Сережка тяжело засопел и пустил в ход тяжелую артиллерию:

– Значит, денег где занять, уже решила, причем без меня! И как же ты их отдавать будешь? Или защиту диссертации отложишь? Или твои кредиторы безропотно будут ждать годами, когда ты с ними расквитаешься?

– Не твои заботы, – не очень удачно ответила я, а потом добавила. – Раз не хочешь помогать, то и нечего тут умного из себя корчить.

Такое заявление, конечно, не очень правильно с точки зрения психологии семейных отношений, но иногда так хочется слегка поскандалить.

– Да ты ведь ездить не умеешь! – пустил муженек в ход запрещенный прием. – Вот разобьешь машину и останешься у разбитого корыта.

Я тут же живо представила себе, во что может превратиться моя маленькая красненькая машинка, аж на глаза слезы навернулись.
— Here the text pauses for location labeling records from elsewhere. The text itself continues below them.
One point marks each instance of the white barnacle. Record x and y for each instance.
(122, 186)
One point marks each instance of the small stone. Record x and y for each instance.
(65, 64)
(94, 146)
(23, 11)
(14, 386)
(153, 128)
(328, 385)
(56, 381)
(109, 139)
– Ну и гад же ты, Верницкий. Не успокоился, пока не довел меня до слез, – заявила я и побежала в ванну смывать попавшую в глаз тушь.

На правах угнетенного меньшинства я наотрез отказалась мыть посуду и ушла с кухни. В гостиной, одновременно являющейся нашей спальней, я поудобнее устроилась на диване и оккупировала телефонную трубку. На робкое пожелание супруга посмотреть футбол, последовало мое категорическое «нет»:

– Я хочу поговорить по телефону, а ты мне будешь мешать. Иди на кухню, там смотри.

– Но кухонный плохо показывает, – не желал смириться с поражением Верницкий.

– Ничего, – закончила я диспут. – Ты все равно будешь следить за ходом игры, а не за мимикой игроков.

Разговоры по телефону занимают удивительно много времени. Сколько себя помню, мне еще никогда не удавалось поговорить за один вечер более чем с четырьмя приятельницами. Тем более что после обмена новостями я собиралась затронуть финансовый вопрос. И все же сегодня был поставлен личный рекорд – удалось обзвонить девять человек. Семь из них согласились помочь в трудном деле приобретения железного друга. Конечно, за деньгами еще предстояло покататься, но! В моей виртуальной копилке оказалось за вечер пять тысяч долларов! Осталось выяснить, сколько же стоит моя металлическая мечта.

Но это можно перенести и на другой день. Глянув на часы, я обнаружила, что уже давно первый час ночи. Верницкий, обидевшись, устроился дрыхнуть на кухне. Дочь тоже заснула, так и не дождавшись меня для примирения. Ничего, я же не в бирюльки играла.